Premier and Minister of Education champion Ontario’s back-to-school bus plan
Ontario Premier Doug Ford and Education Minister Stephen Lecce are championing the province’s preparations for student transportation this fall.
Some school bus drivers say they haven’t received COVID-19 safety protocols within weeks of starting school.
Others told CBC Toronto earlier this month that they had no idea whether they would return to work, given concerns about crowded buses with insufficient physical distance.
During its daily COVID-19 briefing on Tuesday, Ford said bus driver shortages are something the province deals with “every year.”
Ford said the province will speed up all first-time bus drivers who are waiting to go through the Ministry of Transportation to get their licenses.
Lecce added that the province is investing $ 1 billion in transportation this year, which he called “the biggest transportation investment in Ontario history.”
Union demands more security measures
The bus drivers, who are represented by Unifor, held a press conference on Tuesday to discuss their request for information on safety measures on their vehicles.
They are also calling on the government to do more to protect drivers, including hiring private companies to clean and disinfect vehicles.
“We have a lot of older drivers who now have to do a lot of physical labor to clean and disinfect the buses and this is going to be very difficult for some drivers to do,” said school bus driver Angela Sargeant.
Lecce was asked today why he had not yet met with Unifor to discuss the needs of school bus drivers.
He responded that he was in “constant contact” with the School Bus Association of Ontario – an association that represents school bus companies, not the drivers themselves.
TDSB writes open letter asking for more funding
The Toronto District School Board (TDSB) on Tuesday released an open letter asking the province for more money to hire teachers and repair and upgrade classrooms and washrooms.
The board also called on the government to honor its commitment to pay for PPE and ensure that the new COVID-19 protocols do not negatively affect TDSB’s nutrition programs.
In its response, Lecce touted the money already on the table, including an additional $ 50 million announced by the province earlier this month to pay for classroom ventilation upgrades.
He said the province was encouraging outdoor education – another of TDSB’s demands – and would foot the bill for PPE as well, saying “we’ve been very clear we’ll be there.”
Ontario released a plan to reopen schools a few weeks ago that will see students return to class in early September.
School boards have been allowed to stagger the start of classes over the first two weeks of the school year if they need more time to prepare.
Teacher unions and parents have expressed concern that the Ontario government’s approach has not done enough to reduce class sizes and encourage physical distancing.
Ford announces new school in Etobicoke, defends back-to-school ads
Also today, Ford announced the construction of a new Catholic school in Etobicoke.
“This new school will accommodate up to 600 children,” said Ford. “The project will also create 88 new affordable child care spaces.
The project will cost just under $ 16 million, as part of a 10-year, $ 12 billion provincial investment in new and existing schools, the province said.
On Tuesday, the premier also found himself defending a series of provincial back-to-school ads, which were criticized by New Democrats and Ontario Liberals, who argue the money could be better spent elsewhere. .
100 COVID-19 cases announced on Tuesday
Ontario reported another 100 confirmed cases of COVID-19 on Tuesday, bringing the province’s total to 41,607 since the outbreak began in January.
The 0.2% increase in cumulative cases across Ontario comes as the province’s lab network processed more than 20,000 tests yesterday, Health Minister Christine Elliott said in a series of tweets.
Most of the province’s 34 public health regions keep transmission rates of the novel coronavirus relatively low, with 30 reporting five or fewer new confirmed cases in today’s update.

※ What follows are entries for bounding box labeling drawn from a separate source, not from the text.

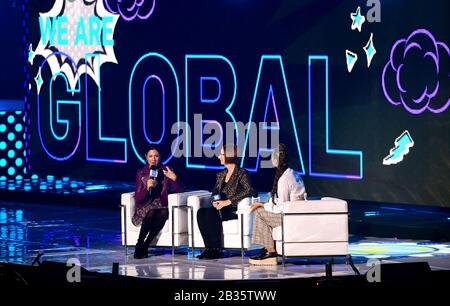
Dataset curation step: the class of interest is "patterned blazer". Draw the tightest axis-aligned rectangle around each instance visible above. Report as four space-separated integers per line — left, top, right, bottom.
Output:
212 166 257 209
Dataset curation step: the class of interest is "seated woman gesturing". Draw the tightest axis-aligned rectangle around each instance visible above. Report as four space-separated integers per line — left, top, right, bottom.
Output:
131 146 182 259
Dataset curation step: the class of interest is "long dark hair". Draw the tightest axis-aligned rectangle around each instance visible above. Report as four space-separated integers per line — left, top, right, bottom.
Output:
270 143 289 203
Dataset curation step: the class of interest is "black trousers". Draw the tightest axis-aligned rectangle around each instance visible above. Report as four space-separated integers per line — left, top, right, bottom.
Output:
137 208 169 248
197 206 237 249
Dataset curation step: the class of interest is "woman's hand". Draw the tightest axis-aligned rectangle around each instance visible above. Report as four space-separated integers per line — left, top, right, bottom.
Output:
147 179 158 190
250 202 264 211
213 200 231 210
163 167 177 181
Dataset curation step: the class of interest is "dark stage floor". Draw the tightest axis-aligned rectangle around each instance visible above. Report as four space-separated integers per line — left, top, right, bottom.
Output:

Of those 30, 18 saw no new cases.
There are currently 1,059 confirmed and active cases in the province, after a further 75 were marked as resolved in today’s update. The majority of active cases are concentrated in Peel, Toronto and Ottawa.

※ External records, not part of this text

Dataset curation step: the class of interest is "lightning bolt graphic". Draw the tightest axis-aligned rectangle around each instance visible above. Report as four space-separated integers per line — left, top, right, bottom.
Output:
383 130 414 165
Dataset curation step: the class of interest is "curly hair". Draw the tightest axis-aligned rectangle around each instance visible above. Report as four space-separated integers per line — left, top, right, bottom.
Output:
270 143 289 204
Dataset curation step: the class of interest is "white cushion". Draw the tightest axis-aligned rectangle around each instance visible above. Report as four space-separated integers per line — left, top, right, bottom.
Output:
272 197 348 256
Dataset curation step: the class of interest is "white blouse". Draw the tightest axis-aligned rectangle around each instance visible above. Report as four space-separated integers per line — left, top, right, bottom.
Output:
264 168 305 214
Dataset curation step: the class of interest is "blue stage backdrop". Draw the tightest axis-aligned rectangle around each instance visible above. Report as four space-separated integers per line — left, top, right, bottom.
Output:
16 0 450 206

The official death toll from COVID-19 in Ontario has increased by two and now stands at 2,800. A CBC News tally based on data from public health units puts the actual number at 2,834.

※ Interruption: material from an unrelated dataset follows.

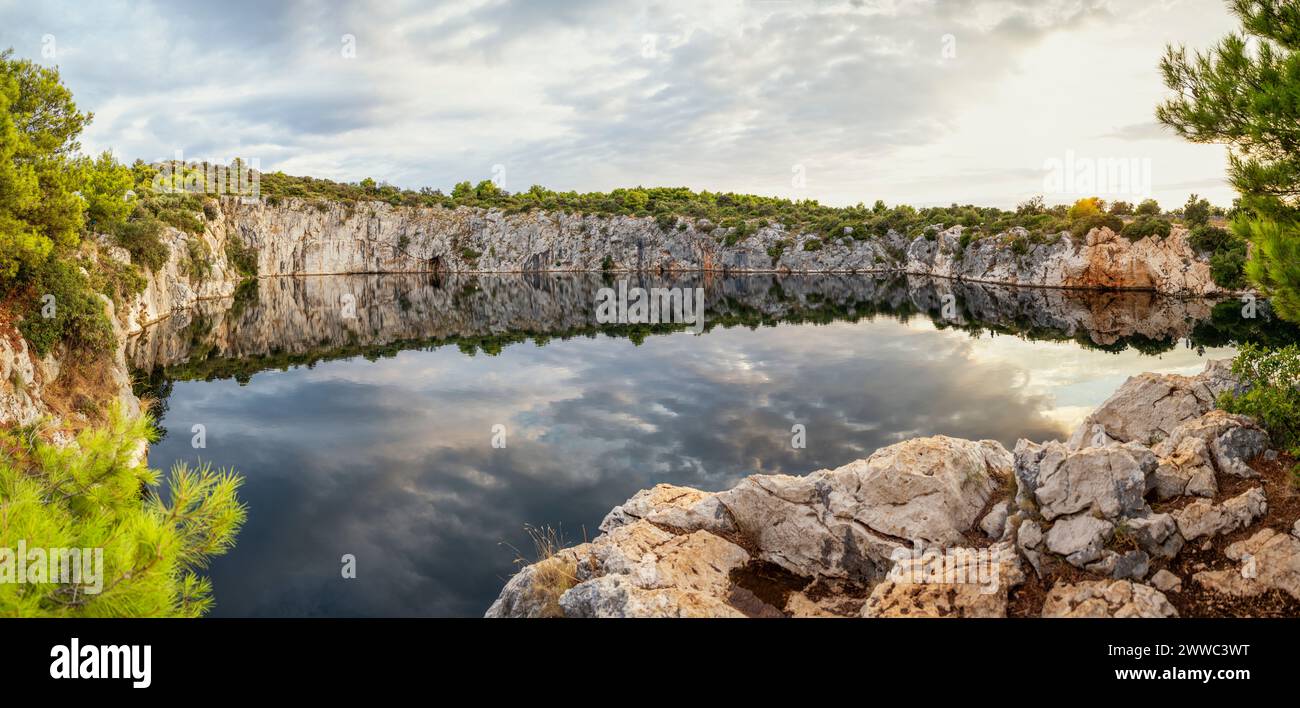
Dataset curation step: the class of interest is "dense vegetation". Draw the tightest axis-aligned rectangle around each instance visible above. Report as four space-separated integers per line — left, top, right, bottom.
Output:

There is one less person with a confirmed case of the disease hospitalized since Sunday, but the number of patients on ventilators has increased from seven to 10.
All of the numbers used in this story can be found in the Department of Health’s daily update, which includes data up to 4 p.m. the previous day.
The number of cases for a particular region on any given day may differ from what is reported by the local public health unit, which often avoids delays in the provincial system.